Discussion:
Surgical evacuation has been the mainstay of treatment for CSDH, especially if the hematoma is large and the patient shows significant neurological symptoms, a mass effect, or a significant midline shift. However, there have been some reports of spontaneous resolution of CSDH over the years, and some interesting theories behind their resolution have been proposed. None of these reports include a patient who develops a CSDH specifically as a complication following VPS placement. This case presents a unique scenario where a programmable ventriculoperitoneal shunt (VPS) used to treat hydrocephalus led to the development of a CSDH, which resolved spontaneously after adjusting the shunt pressure. We discovered a possible intervention that could save the patient from further morbidity by excluding the need for further surgery.
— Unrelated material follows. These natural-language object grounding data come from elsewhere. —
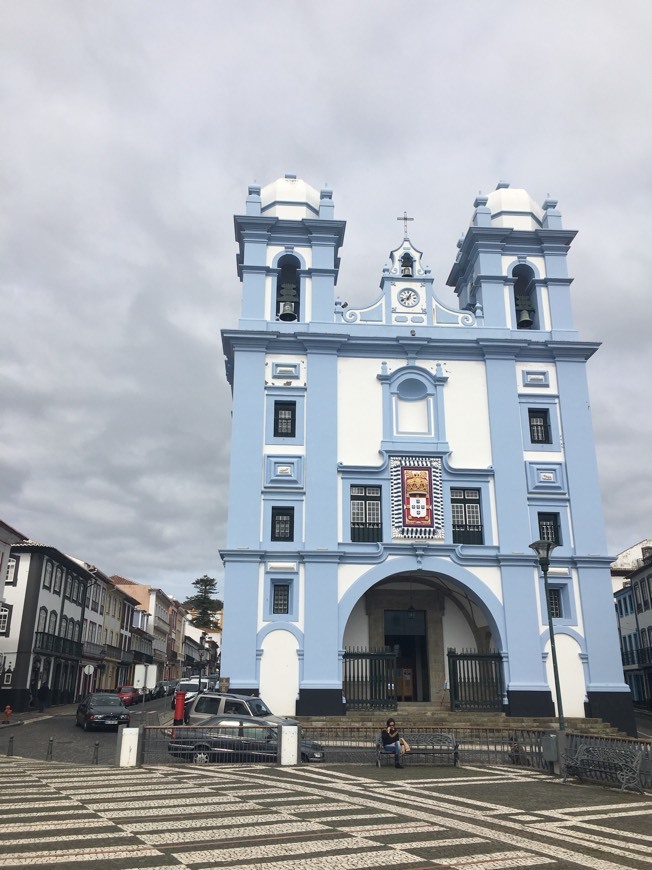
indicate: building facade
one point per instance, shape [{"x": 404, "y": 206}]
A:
[
  {"x": 392, "y": 463},
  {"x": 633, "y": 596}
]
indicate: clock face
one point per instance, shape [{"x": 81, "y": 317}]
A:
[{"x": 408, "y": 297}]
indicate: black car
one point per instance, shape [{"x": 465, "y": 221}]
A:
[
  {"x": 101, "y": 710},
  {"x": 234, "y": 740}
]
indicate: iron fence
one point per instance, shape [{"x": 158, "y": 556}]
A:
[
  {"x": 369, "y": 678},
  {"x": 476, "y": 681}
]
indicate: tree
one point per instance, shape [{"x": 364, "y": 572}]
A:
[{"x": 203, "y": 603}]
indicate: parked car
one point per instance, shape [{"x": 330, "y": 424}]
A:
[
  {"x": 192, "y": 687},
  {"x": 163, "y": 688},
  {"x": 101, "y": 710},
  {"x": 129, "y": 695},
  {"x": 208, "y": 704},
  {"x": 235, "y": 740}
]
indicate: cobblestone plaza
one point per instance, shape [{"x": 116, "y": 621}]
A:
[{"x": 313, "y": 816}]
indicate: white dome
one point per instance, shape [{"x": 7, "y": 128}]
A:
[
  {"x": 514, "y": 207},
  {"x": 290, "y": 198}
]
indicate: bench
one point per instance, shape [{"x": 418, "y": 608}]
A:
[
  {"x": 430, "y": 746},
  {"x": 605, "y": 764}
]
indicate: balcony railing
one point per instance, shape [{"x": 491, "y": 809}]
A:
[
  {"x": 93, "y": 650},
  {"x": 52, "y": 643},
  {"x": 637, "y": 657}
]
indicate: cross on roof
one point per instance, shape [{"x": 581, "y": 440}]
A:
[{"x": 405, "y": 219}]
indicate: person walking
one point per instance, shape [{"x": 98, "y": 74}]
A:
[
  {"x": 392, "y": 741},
  {"x": 43, "y": 696}
]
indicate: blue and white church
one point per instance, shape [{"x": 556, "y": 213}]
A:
[{"x": 392, "y": 463}]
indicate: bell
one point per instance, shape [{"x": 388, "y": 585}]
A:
[
  {"x": 524, "y": 319},
  {"x": 287, "y": 312}
]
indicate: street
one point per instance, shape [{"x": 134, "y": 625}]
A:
[
  {"x": 69, "y": 743},
  {"x": 295, "y": 818}
]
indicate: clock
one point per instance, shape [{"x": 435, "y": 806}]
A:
[{"x": 408, "y": 297}]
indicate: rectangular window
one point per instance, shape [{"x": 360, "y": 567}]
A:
[
  {"x": 539, "y": 419},
  {"x": 280, "y": 598},
  {"x": 282, "y": 524},
  {"x": 285, "y": 419},
  {"x": 549, "y": 527},
  {"x": 466, "y": 516},
  {"x": 5, "y": 620},
  {"x": 555, "y": 603},
  {"x": 366, "y": 514}
]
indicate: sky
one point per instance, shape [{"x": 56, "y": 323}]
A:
[{"x": 129, "y": 133}]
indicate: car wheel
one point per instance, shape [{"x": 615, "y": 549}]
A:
[{"x": 201, "y": 755}]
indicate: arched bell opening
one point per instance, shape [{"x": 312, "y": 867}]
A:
[
  {"x": 525, "y": 297},
  {"x": 407, "y": 266},
  {"x": 288, "y": 297},
  {"x": 408, "y": 623}
]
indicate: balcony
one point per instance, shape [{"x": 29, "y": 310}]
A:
[
  {"x": 93, "y": 650},
  {"x": 52, "y": 643}
]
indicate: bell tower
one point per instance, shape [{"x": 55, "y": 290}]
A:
[
  {"x": 511, "y": 267},
  {"x": 288, "y": 254}
]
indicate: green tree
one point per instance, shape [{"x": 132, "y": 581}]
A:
[{"x": 203, "y": 603}]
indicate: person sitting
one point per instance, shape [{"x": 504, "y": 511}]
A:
[{"x": 392, "y": 741}]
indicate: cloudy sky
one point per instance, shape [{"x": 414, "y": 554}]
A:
[{"x": 129, "y": 131}]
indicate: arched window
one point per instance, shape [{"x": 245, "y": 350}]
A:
[
  {"x": 407, "y": 266},
  {"x": 524, "y": 296},
  {"x": 288, "y": 301}
]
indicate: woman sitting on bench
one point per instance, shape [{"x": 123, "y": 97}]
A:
[{"x": 392, "y": 741}]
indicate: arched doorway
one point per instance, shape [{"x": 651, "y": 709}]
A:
[{"x": 416, "y": 617}]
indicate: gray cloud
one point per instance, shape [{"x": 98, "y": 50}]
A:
[{"x": 130, "y": 133}]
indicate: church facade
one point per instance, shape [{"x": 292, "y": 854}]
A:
[{"x": 391, "y": 464}]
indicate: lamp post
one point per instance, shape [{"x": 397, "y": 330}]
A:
[{"x": 543, "y": 549}]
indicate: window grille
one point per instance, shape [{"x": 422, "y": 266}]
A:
[
  {"x": 281, "y": 598},
  {"x": 366, "y": 514},
  {"x": 466, "y": 516}
]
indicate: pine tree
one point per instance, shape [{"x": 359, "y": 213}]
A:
[{"x": 204, "y": 603}]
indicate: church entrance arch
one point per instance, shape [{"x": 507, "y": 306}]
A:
[{"x": 418, "y": 616}]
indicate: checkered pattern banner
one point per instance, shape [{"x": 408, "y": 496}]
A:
[{"x": 417, "y": 502}]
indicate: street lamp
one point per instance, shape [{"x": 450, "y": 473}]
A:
[{"x": 543, "y": 549}]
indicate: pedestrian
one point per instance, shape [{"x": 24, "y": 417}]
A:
[
  {"x": 392, "y": 741},
  {"x": 43, "y": 696}
]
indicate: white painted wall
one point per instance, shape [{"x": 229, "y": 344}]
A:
[
  {"x": 279, "y": 672},
  {"x": 360, "y": 412},
  {"x": 571, "y": 675},
  {"x": 356, "y": 632},
  {"x": 467, "y": 414}
]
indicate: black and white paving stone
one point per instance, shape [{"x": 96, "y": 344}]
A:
[{"x": 269, "y": 818}]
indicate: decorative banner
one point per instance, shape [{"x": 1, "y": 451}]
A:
[{"x": 417, "y": 504}]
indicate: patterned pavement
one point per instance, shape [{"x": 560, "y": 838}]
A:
[{"x": 270, "y": 818}]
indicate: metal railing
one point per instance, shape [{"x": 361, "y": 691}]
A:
[
  {"x": 354, "y": 745},
  {"x": 598, "y": 740}
]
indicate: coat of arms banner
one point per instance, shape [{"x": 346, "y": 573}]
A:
[{"x": 417, "y": 502}]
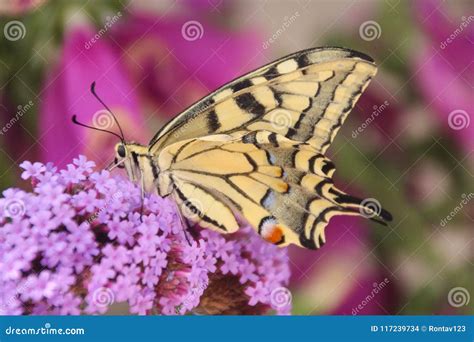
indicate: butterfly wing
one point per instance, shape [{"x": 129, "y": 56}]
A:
[
  {"x": 281, "y": 187},
  {"x": 305, "y": 96}
]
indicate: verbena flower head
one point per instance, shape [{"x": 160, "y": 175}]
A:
[{"x": 77, "y": 243}]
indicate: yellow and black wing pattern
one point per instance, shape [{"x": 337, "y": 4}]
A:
[
  {"x": 305, "y": 96},
  {"x": 281, "y": 187},
  {"x": 253, "y": 150}
]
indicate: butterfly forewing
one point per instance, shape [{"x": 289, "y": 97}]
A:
[
  {"x": 253, "y": 150},
  {"x": 282, "y": 187},
  {"x": 305, "y": 96}
]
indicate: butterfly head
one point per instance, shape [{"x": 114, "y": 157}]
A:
[{"x": 132, "y": 157}]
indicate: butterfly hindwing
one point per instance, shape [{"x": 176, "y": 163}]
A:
[
  {"x": 281, "y": 187},
  {"x": 305, "y": 96}
]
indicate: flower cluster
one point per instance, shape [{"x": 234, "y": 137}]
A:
[{"x": 81, "y": 241}]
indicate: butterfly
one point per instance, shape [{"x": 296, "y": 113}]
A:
[{"x": 254, "y": 150}]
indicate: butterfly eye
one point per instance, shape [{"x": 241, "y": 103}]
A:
[{"x": 121, "y": 151}]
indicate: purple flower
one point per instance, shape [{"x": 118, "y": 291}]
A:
[{"x": 73, "y": 246}]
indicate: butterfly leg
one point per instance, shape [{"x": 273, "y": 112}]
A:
[{"x": 184, "y": 223}]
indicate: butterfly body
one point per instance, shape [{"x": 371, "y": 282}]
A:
[{"x": 254, "y": 150}]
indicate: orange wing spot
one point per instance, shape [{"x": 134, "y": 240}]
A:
[{"x": 274, "y": 235}]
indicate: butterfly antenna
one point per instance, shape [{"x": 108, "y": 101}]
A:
[
  {"x": 106, "y": 107},
  {"x": 74, "y": 120}
]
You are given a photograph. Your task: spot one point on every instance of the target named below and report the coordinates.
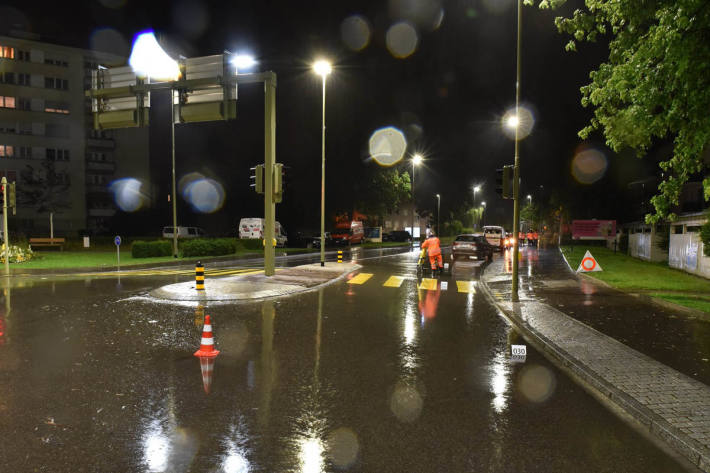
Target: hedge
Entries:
(209, 247)
(147, 249)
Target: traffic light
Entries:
(258, 178)
(12, 198)
(504, 182)
(278, 182)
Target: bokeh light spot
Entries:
(109, 40)
(127, 194)
(387, 146)
(402, 40)
(343, 447)
(355, 32)
(406, 403)
(537, 383)
(524, 119)
(589, 165)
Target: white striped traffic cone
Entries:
(207, 343)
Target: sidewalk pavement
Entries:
(250, 287)
(617, 346)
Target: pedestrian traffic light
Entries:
(258, 178)
(12, 198)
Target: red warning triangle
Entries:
(588, 264)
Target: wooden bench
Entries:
(47, 242)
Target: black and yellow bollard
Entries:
(199, 277)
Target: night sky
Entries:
(448, 97)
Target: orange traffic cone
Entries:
(207, 343)
(207, 368)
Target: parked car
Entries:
(472, 246)
(184, 232)
(399, 235)
(495, 235)
(254, 228)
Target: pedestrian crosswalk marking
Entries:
(466, 286)
(394, 281)
(428, 284)
(360, 278)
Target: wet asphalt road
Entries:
(96, 377)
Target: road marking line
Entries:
(394, 281)
(466, 286)
(428, 284)
(360, 278)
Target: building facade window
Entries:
(7, 102)
(7, 52)
(52, 106)
(7, 151)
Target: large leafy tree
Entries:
(655, 84)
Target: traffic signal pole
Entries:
(516, 170)
(269, 160)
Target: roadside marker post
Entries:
(199, 276)
(588, 264)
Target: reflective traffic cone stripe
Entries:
(207, 342)
(207, 368)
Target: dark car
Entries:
(472, 246)
(399, 235)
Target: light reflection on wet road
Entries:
(94, 377)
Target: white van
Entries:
(184, 232)
(495, 236)
(254, 228)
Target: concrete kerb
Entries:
(257, 287)
(687, 450)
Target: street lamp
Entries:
(149, 59)
(475, 189)
(416, 161)
(438, 212)
(322, 68)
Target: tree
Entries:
(655, 85)
(44, 189)
(387, 189)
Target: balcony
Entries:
(104, 143)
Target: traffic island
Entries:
(256, 286)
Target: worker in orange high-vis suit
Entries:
(433, 246)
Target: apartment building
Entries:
(47, 144)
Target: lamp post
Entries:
(516, 168)
(416, 160)
(438, 212)
(322, 68)
(475, 189)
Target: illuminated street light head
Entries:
(322, 68)
(148, 59)
(243, 61)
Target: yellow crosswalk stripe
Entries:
(466, 286)
(428, 284)
(394, 281)
(360, 278)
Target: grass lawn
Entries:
(106, 259)
(655, 279)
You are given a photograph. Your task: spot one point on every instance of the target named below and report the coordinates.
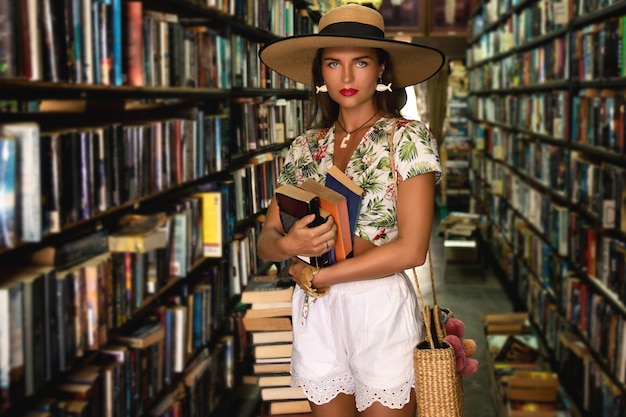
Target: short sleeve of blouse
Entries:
(416, 150)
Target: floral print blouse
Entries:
(310, 155)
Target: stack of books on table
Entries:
(268, 323)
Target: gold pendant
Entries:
(344, 141)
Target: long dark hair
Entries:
(325, 110)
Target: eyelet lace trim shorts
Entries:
(357, 340)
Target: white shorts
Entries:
(357, 340)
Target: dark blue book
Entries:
(340, 182)
(8, 201)
(295, 203)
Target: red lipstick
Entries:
(347, 92)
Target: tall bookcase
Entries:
(547, 118)
(153, 109)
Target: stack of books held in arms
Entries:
(269, 326)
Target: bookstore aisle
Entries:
(469, 291)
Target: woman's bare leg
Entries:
(379, 410)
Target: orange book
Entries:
(337, 205)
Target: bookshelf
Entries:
(547, 121)
(456, 147)
(134, 109)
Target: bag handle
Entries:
(431, 320)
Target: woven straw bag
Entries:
(438, 384)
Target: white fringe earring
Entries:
(380, 87)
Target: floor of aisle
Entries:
(469, 291)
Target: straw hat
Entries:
(351, 25)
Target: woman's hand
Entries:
(310, 241)
(303, 274)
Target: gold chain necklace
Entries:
(344, 141)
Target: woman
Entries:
(355, 322)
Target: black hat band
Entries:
(353, 29)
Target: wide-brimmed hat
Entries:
(351, 25)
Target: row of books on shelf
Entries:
(576, 248)
(577, 302)
(263, 122)
(597, 118)
(53, 179)
(535, 20)
(523, 383)
(560, 297)
(130, 43)
(541, 113)
(522, 377)
(587, 53)
(280, 17)
(88, 287)
(55, 323)
(590, 364)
Keywords: Normal-pressure hydrocephalus, Chronic Subdural Hematoma, Ventriculoperitoneal shunt, programmable VP shunt.
Introduction :
Normal-pressure hydrocephalus (NPH) is characterized by the triad, including confusion, magnetic gait, and urinary incontinence caused by a gradual blockage of cerebrospinal fluid (CSF) drainage. NPH is usually idiopathic, but its etiology remains largely unknown. Management of patients with NPH involves the placement of a ventriculoperitoneal shunt to aid CSF drainage [1]. The placement of adjustable shunt valves enables easy, non-invasive adjustments in the amount of CSF drainage to maximize symptom relief and minimize over-drainage, thus reducing the need for repeated surgical interventions to manage shunt pressure with fixed pressure valves. Chronic Subdural Hematoma (CSDH) is a known complication in patients undergoing VP shunt placement for NPH [2]. The risk of CSDH underscores the importance of carefully managing CSF drainage in NPH patients. The advent of adjustable VP shunt valves has transformed the management of NPH [3]. These devices offer the advantage of non-invasive adjustments in CSF drainage rates, enabling healthcare providers to fine-tune the shunt’s performance according to the patient’s evolving condition. Herein, we are reporting a rare case of CSDH, which was resolved following the placement of a programmable VP shunt. The work has been reported per the SCARE criteria [4].